Ensure High Availability onIBM PowerHA


You’ve invested a great deal of time and effort in building highly available PowerHA (formerly HACMP) clusters. But will those clusters work when you need them most? Are they guaranteed to fail-over flawlessly no matter what happens?

Let’s face it: it is difficult to keep your cluster configuration perfectly aligned with vendor best-practices, and in sync with changes in the other IT layers that PowerHA interfaces with (such as OS, Storage, Networking and more). Unfortunately, even a small misconfiguration or discrepancy between cluster nodes can lead to unsuccessful fail-overs and painful outages at the worst possible time.

PowerHA Configuration Alignment with Storage and Replication

On a daily basis, AvailabilityGuard verifies that your underlying storage devices are accessible and configured to provide equal levels of availability and service. With AvailabilityGuard, you can be confident that clusters will fail-over successfully, mount storage volumes and volume groups, and start applications – whether running on physical servers, logical partitions (LPAR) or in conjunction with Power VM / VIO technology. When PowerHA SystemMirror is used, AvailabilityGuard ensures that your cluster is set correctly to manage the replication process and make LUNs accessible at the remote site, thus ensuring that multi-site fail-over and your DR plan will work.

Samples issues:

  • LUNS inaccessible to cluster nodes (local or remote nodes), or accessible to unauthorized hosts
  • SCSI-3 reservation best practice violations
  • Incorrect replication settings for IBM DS Series, SVC, V7000, XIV – with either Metro Mirror or Global Mirror, and for non-IBM vendors such as EMC SRDF, HDS TrueCopy (HTC) or UniversalReplicator (HUR), and more.
  • HyperSwap best practices
  • Data misplaced on incorrect storage tier, or on un-shared volumes.
  • Fabric single point of failure or masking/zoning misconfigurations that will fail fail-over

PowerHA Server and Application Level Settings

AvailabilityGuard analyzes the configuration of the different components within the domain of the PowerHA Cluster, including LPARs, operating systems, VIO servers, volume groups, file systems, Oracle and IBM DB2 (UDB) database files and more. AvailabilityGuard verifies that the cluster configuration and the settings of each of these components are aligned and well-orchestrated. Any mismatch may lead to failed switch-overs.

Sample issues:

  • Mismatch between OS mount configuration and cluster mount resource config
  • LVM mirroring, GVLM and GPFS best practices
  • Existence of key directories/files as defined in resources (Oracle listener.ora, Apache httpDir, SYMCLI, …)
  • Resource-specific best practices (volume group, logical volume, file system, application, Service IP labels, Tape resources)
  • Server network configuration – NIC bonding, private and public network connections, etc.
  • Suboptimal VIOS/VIOC settings that create single-points-of -failure, service disruption, partition relocation or cluster failover risks
  • VSCSI and NPIV guidelines for availability and data protection
  • Oracle, Sybase and DB2 configuration analysis

PowerHA Node Alignment

Using an intelligent comparison engine, AvailabilityGuard assists the cluster administrator to identify major differences between cluster nodes. Such inconsistencies often lead to unexpected behavior at and following a cluster fail-over.

Sample issues:

  • Differences in OS version, technology level, installed products, patches, user and group config, kernel parameters, services, network options, configuration files, etc. Difference in FC Adapter settings, Network adapters, time and ntp settings, etc.
  • Difference in multipath config – hdisk number of path, algorithm, queue depth, reserve policy and more.
  • Differences in WebSphere/Weblogic/Tomcat deployments (binaries, domains, Java, etc.)

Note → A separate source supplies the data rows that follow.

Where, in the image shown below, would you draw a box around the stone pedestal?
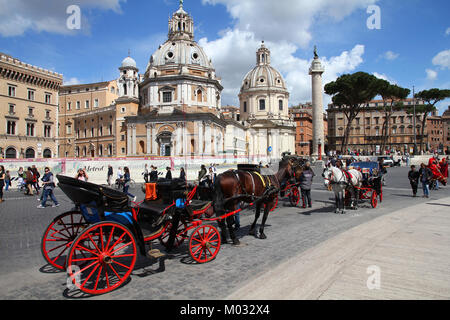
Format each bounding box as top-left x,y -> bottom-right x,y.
309,56 -> 325,160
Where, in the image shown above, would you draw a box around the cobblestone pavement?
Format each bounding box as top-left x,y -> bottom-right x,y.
0,168 -> 449,300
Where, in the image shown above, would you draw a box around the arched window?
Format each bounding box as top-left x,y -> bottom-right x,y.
43,149 -> 52,159
25,148 -> 35,159
5,148 -> 17,159
259,99 -> 266,111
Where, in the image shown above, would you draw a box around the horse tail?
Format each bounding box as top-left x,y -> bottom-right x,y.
213,174 -> 225,216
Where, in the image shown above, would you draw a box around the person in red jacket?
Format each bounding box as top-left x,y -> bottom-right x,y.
439,157 -> 448,185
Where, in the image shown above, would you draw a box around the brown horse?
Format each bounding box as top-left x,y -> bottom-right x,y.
214,160 -> 294,245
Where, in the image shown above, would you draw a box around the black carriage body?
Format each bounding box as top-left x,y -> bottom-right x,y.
57,175 -> 145,255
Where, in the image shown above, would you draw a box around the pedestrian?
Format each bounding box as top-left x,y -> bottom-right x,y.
106,164 -> 114,187
5,170 -> 12,191
142,164 -> 148,183
31,165 -> 41,195
198,164 -> 208,183
38,167 -> 59,209
150,165 -> 158,182
408,165 -> 420,197
166,167 -> 172,180
180,168 -> 186,181
299,161 -> 315,208
75,168 -> 88,182
123,167 -> 137,201
25,167 -> 33,196
419,163 -> 433,198
0,166 -> 6,203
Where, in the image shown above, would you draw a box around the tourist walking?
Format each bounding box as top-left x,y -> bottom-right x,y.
299,161 -> 315,208
5,170 -> 12,191
166,167 -> 172,180
142,164 -> 149,183
419,163 -> 433,198
38,167 -> 59,209
106,164 -> 114,187
123,167 -> 136,201
150,166 -> 158,182
25,167 -> 33,196
31,165 -> 41,195
0,166 -> 6,203
408,166 -> 420,197
180,168 -> 186,181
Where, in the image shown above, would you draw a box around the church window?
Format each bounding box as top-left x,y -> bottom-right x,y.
259,99 -> 266,111
163,92 -> 172,103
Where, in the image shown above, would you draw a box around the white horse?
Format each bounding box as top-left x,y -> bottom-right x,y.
322,166 -> 363,214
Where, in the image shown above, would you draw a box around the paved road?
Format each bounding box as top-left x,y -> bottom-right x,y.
0,168 -> 449,300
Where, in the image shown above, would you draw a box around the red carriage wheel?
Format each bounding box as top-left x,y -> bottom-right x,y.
41,211 -> 88,270
67,222 -> 137,294
189,225 -> 220,263
289,187 -> 300,207
370,191 -> 378,209
159,221 -> 188,249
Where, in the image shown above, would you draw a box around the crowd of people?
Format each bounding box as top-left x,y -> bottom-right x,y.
408,156 -> 448,198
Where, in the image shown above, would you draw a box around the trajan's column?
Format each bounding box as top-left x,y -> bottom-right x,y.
309,47 -> 325,161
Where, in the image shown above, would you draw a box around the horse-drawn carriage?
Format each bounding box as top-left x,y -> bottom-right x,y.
41,176 -> 228,294
346,161 -> 383,208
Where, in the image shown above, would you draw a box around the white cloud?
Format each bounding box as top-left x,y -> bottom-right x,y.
372,72 -> 397,84
202,0 -> 378,48
381,51 -> 399,61
425,69 -> 437,81
63,78 -> 81,86
199,29 -> 364,105
432,50 -> 450,69
0,0 -> 126,37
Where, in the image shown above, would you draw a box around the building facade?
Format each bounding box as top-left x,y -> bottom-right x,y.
327,99 -> 427,154
239,41 -> 295,160
58,80 -> 119,158
289,103 -> 328,156
0,53 -> 63,159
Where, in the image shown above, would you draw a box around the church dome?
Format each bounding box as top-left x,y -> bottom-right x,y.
241,42 -> 287,91
150,39 -> 212,68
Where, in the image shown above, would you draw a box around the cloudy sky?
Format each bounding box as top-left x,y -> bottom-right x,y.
0,0 -> 450,112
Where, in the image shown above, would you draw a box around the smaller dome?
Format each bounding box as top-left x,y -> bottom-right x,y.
122,57 -> 136,68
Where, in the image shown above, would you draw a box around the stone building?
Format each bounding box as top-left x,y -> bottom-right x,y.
239,41 -> 295,160
0,53 -> 63,159
327,99 -> 427,154
289,103 -> 328,156
58,80 -> 119,158
126,3 -> 227,156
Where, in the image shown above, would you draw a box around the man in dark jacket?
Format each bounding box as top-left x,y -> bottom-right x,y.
408,166 -> 420,197
419,163 -> 433,198
299,162 -> 315,208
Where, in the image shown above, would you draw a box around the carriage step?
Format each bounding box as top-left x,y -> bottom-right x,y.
147,249 -> 165,259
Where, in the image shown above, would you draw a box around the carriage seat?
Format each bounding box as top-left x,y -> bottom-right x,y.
139,199 -> 170,216
189,200 -> 212,212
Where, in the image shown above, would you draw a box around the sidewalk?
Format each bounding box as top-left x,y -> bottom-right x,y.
226,198 -> 450,300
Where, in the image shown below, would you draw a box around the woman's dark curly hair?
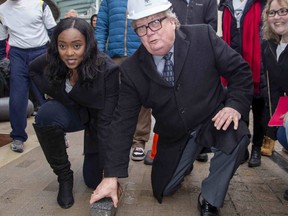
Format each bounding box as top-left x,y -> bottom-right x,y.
45,17 -> 104,86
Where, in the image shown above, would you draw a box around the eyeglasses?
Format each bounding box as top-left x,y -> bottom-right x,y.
267,8 -> 288,17
134,17 -> 167,37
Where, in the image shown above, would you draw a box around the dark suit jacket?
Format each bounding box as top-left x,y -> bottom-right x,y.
104,25 -> 253,202
29,54 -> 119,153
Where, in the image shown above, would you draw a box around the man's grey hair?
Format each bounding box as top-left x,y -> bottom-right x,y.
131,8 -> 180,29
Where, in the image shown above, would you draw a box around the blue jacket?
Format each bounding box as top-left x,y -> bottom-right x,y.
95,0 -> 141,57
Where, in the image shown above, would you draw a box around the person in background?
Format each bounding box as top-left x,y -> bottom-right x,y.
90,14 -> 97,31
64,9 -> 78,18
262,0 -> 288,200
90,0 -> 253,216
0,0 -> 56,153
30,17 -> 119,208
219,0 -> 267,167
95,0 -> 151,161
144,0 -> 218,165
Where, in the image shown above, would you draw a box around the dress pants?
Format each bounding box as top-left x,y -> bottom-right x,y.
163,132 -> 249,208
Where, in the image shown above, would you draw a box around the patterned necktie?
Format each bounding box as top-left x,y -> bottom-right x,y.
163,52 -> 174,86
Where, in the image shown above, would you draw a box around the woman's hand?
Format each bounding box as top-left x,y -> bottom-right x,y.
212,107 -> 241,131
90,177 -> 119,208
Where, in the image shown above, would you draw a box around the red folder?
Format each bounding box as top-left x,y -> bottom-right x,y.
268,96 -> 288,127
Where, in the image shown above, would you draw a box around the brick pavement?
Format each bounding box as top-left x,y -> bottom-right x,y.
0,118 -> 288,216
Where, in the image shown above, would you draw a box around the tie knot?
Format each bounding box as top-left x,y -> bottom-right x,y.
163,52 -> 172,61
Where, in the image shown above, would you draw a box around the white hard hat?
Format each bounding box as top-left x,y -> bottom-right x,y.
127,0 -> 172,20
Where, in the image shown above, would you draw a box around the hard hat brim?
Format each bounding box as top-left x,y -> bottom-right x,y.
128,2 -> 172,20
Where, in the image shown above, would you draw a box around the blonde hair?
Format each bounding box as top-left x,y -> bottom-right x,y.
262,0 -> 288,44
131,9 -> 180,29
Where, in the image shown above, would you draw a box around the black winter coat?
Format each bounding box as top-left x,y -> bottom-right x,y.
104,24 -> 253,202
29,53 -> 119,153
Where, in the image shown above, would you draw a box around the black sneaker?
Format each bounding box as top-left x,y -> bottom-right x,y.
131,147 -> 145,161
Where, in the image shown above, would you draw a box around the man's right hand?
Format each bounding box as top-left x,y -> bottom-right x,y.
90,177 -> 119,208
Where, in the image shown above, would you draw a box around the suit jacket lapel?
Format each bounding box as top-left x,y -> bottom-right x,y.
139,30 -> 190,86
174,30 -> 191,83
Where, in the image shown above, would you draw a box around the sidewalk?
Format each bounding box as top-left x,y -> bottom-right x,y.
0,118 -> 288,216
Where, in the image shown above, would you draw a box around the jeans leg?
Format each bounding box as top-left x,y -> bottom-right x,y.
9,47 -> 30,142
277,125 -> 288,150
29,46 -> 47,106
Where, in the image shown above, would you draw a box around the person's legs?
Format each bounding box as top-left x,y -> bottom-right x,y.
248,97 -> 266,167
29,45 -> 47,108
131,107 -> 151,161
201,136 -> 250,208
277,125 -> 288,150
83,153 -> 104,189
33,100 -> 83,208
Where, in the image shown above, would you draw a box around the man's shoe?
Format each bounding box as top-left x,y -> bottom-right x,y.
57,177 -> 74,209
198,193 -> 219,216
241,149 -> 249,164
131,147 -> 145,161
261,136 -> 275,157
144,150 -> 154,165
283,190 -> 288,200
248,146 -> 261,167
196,153 -> 208,162
10,140 -> 24,153
90,182 -> 123,216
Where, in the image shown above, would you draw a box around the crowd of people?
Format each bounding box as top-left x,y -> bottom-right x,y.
0,0 -> 288,216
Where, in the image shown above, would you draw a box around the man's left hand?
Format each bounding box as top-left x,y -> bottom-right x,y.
212,107 -> 241,131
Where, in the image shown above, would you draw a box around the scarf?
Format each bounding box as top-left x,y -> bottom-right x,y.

PowerHA Configuration Vulnerabilities

AvailabilityGuard analyzes the configuration of PowerHA itself, and verifies that it complies with the IBM guidelines and with community-driven best practices. The analysis includes comprehensive investigation of resource groups, resources, network interface, Heartbeat management, and additional components.

Sample issues:

  • Valid resource and resource dependency configuration
  • Network configuration best practices (Cluster communication redundancy, Unicast and Multicast network communication)
  • Valid states for resource, group and systems
  • SystemMirror Configuration best practices, HyperSwap, Storage fencing and more.